Factor in the increase in prices, tax assessments, and taxes, and extreme weather was the final nail in the coffin, driving insurance costs skyward.
A Bloomberg analysis of ATTOM data found that in 2023, tax levies on single-family homes climbed 6.9%, the biggest increase in five years, with the average homeowner’s tax bill around $4,000.
Thomas Brosy, Tax Policy Center senior research associate, wrote in a September blog post:
“Surging home values have amplified calls to cut or even abolish the property tax. Because property taxes rise with home values, homeowners may fear being squeezed by larger tax bills.
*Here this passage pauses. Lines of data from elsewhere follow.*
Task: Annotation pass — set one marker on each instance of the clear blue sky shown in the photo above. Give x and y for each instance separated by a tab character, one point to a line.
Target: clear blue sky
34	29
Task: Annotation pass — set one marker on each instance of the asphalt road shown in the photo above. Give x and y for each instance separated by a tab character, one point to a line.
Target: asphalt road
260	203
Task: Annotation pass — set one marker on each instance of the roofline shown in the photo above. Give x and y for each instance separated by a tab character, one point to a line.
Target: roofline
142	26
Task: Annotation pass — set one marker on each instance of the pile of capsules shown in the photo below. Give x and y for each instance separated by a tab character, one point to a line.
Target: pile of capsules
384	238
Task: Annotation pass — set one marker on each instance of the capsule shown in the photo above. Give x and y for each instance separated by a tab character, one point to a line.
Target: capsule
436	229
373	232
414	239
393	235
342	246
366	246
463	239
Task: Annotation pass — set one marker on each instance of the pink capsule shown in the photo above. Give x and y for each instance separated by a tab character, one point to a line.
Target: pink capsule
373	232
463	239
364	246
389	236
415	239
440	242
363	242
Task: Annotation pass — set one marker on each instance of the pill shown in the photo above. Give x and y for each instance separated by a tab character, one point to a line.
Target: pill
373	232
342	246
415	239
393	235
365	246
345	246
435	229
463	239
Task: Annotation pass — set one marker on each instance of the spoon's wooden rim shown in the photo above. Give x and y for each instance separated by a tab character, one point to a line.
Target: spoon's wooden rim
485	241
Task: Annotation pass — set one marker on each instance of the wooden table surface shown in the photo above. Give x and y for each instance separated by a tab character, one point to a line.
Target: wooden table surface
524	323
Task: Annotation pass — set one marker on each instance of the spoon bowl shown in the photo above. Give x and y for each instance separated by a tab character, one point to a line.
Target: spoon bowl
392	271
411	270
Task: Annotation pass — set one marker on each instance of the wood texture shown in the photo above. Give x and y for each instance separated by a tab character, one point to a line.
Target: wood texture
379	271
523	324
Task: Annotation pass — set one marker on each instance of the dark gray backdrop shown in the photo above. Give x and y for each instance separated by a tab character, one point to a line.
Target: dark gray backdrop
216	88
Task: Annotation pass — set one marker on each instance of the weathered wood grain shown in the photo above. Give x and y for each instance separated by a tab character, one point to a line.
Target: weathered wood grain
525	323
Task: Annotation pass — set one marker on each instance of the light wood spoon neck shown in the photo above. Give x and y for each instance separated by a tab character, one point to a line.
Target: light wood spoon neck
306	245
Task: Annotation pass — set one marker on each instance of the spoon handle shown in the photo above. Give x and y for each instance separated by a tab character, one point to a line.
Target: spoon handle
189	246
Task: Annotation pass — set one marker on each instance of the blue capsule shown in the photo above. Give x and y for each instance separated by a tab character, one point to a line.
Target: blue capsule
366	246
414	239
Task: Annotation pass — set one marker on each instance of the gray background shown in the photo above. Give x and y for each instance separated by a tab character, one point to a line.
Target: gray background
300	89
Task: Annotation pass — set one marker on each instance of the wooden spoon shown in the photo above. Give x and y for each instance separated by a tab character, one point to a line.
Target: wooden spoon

Those fears aren’t unfounded: The median bill rose about 30% between 2019 and 2024—still far short of soaring home values, but with wide variation across states.”
Where Cash Flow Is Under Pressure From High Taxes
Unless you have owned a rental property in New Jersey for a very long time or purchased it free and clear, good luck seeing any cash flow. That’s because it has the most expensive effective property tax rate in the country, followed by Illinois and Connecticut. As of early 2026, the average home price in New Jersey was $558,805, according to Zillow figures, which would mean an almost $12,000 tax bill.
By contrast, the lower real estate tax states of Hawaii and Alabama have rates in the 0.27% to 0.38% range, putting their average annual tax bills at a far more manageable $2,239 and $788, respectively.
The combined burden of high taxes and insurance now exceeds mortgage payments in many areas, according to a 2024 Wall Street Journal article citing data from Intercontinental Exchange. The constant upward pressure on expenses forces landlords to raise rents, tightening the squeeze on affordability.
Top 10 states with the lowest property taxes
- Hawaii: 0.27%; $2,239 average annually
- Alabama: 0.38%; $788 per year
- Nevada: 0.47%; $2,027 per year
- Arizona: 0.48%; $1,879 per year
- Colorado: 0.48%; $2,602 annually
- South Carolina: 0.48%; $1,251 yearly
- Idaho: 0.49%; $2,038 per year
- Delaware: 0.50%; $1,768 annually
- Tennessee: 0.50%; $1,442
- Utah: 0.52%; $2,525 annually
Top 10 states with the highest property taxes
- New Jersey: 2.11% effective rate; average of $9,590 annually
- Illinois: 2.01%; $5,298 per year
- Connecticut: 1.81%; $6,643 annually
- New Hampshire: 1.66%; $6,667 yearly
- Vermont: 1.59%; $5,039 annually
- New York: 1.55%; $6,582 annually
- Nebraska: 1.49%; $3,549 per year
- Texas: 1.49%; $4,232 annually
- Wisconsin: 1.42%; $3,792 yearly
- Iowa: 1.39%; $2,897 annually
Why Tax Math Is Never That Simple for Investors
It could never be as simple as “low taxes good, high taxes bad,” could it?
Yes, on an even playing field, low taxes would mean more cash flow and high fives all around. However, in the U.S., the playing field is more like the lip of a volcano, and high-tax states often have better schools and infrastructure, and consequently higher rents, because more people want to live there.
Lower-tax states may depend on other revenue sources, such as sales or income taxes, to fund local services, which means a landlord might incur greater costs for renovation materials. Overall, when lower-tax states strain school and infrastructure budgets, desirability drops along with rental and tenant incomes.
There are pros and cons to every market, and taxes are only part of the equation. For example, Florida, considered a low-tax haven, is not that low when it comes to real estate taxes, which have increased 9.5% per year from 2019 to 2024, as property prices climbed 14.6%, according to a report by Cotality.
Final Thoughts
Many landlords, including me, can attest that choosing a market and rental property based on paper cash flow alone is a big mistake. Low taxes, insurance costs, and prices, as well as decent rents—what’s the catch? If something’s too good to be true, it often is.
While there are many affordable markets in the Midwest, Pennsylvania, and the South, where, in theory, it is possible to cash flow, investors must prepare for a dip in local economies, secure higher-paying jobs, and have access to a quality tenant pool. There is also increased turnover, as well as management and maintenance costs.
Higher taxes do come with a trade-off, but usually it isn’t so bad—better schools, lower crime, higher rents, and better-qualified tenants. In the current market with interest rates, taxes, and insurance at high levels, cash flow—like the penny-farthing bicycle and bonnets—seems like a quaint concept from a bygone era.
This is the long-game era. Buy a high-quality rental in a decent neighborhood at the best price you can, for tax benefits, high demand from stable tenants, and long-term appreciation. Eventually, it will start cash flowing and stacking on equity—and that’s when you’ll look like a genius.